Am 12. und 13. September habe ich am Workshop Partizipation und Vernetzung in mediatisierten Welten des Forschungsfelds Netzwerke im DFG-Schwerpunktprogramm Mediatisierte Welten teilgenommen. Als Respondent sollte ich dabei das Projekt Aspekte digitaler Partizipation am Beispiel von Twitter von Caja Thimm, Mark Dang-Anh und Jessica Einspänner von der Universität Bonn kommentieren. Das war eine spannende Angelegenheit, daher dokumentiere ich hier einige meiner Anmerkungen zur weiteren Kenntnisnahme und Diskussion.
Das Forschungsfeld besteht aus drei weiteren Teilprojekten, in der gemeinsamen Debatte sollten Perspektiven auf den Begriff der Partizipation entwickelt werden. Außer mir kommentierte Sigrid Baringhorst (Politikwissenschaft, Siegen), Heidi Schelhowe (Informatik, Uni Bremen) und Heidi Hanekop (Soziologie, Göttingen) – die Zusammensetzung war also interdisziplinär angelegt, und das war auch gut so.
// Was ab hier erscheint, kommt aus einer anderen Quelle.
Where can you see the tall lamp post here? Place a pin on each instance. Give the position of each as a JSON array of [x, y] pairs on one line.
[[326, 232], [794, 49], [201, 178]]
Schnelles und langsames Twittern
In der Diskussion wurde deutlich, dass bei der sozial- bzw. politikwissenschaftlichen Betrachtung von Twitter zwei ganz unterschiedliche Perspektiven gewählt werden können: einerseits (und das ist die dominierende Variante) lässt sich die Kommunikation bei Twitter hinsichtlich der Echtzeit-Dimension erfassen – das geschieht in den vielen Studien, die sich der Entstehung spontaner Öffentlichkeiten widmen und mit teilweise imposanten Visualisierungen und Animationen das Aufkommen von Hashtags abbilden und so die Genese von Kommunikationsnetzwerken und –verläufen aufzeigen (vgl. Bruns/Burgess 2011). Die andere Variante unternimmt dagegen den Versuch, den Zeitfaktor aus dem Material herauszunehmen und konzentriert sich auf eine funktionale Analyse und markiert die Besonderheiten des technikbasierten Kommunikationssystems Twitter. Das Bonner Forschungsprojekt beachtet hierzu vor allem die Rolle der nicht-sprachlichen Operatoren RT, http://, @ und #.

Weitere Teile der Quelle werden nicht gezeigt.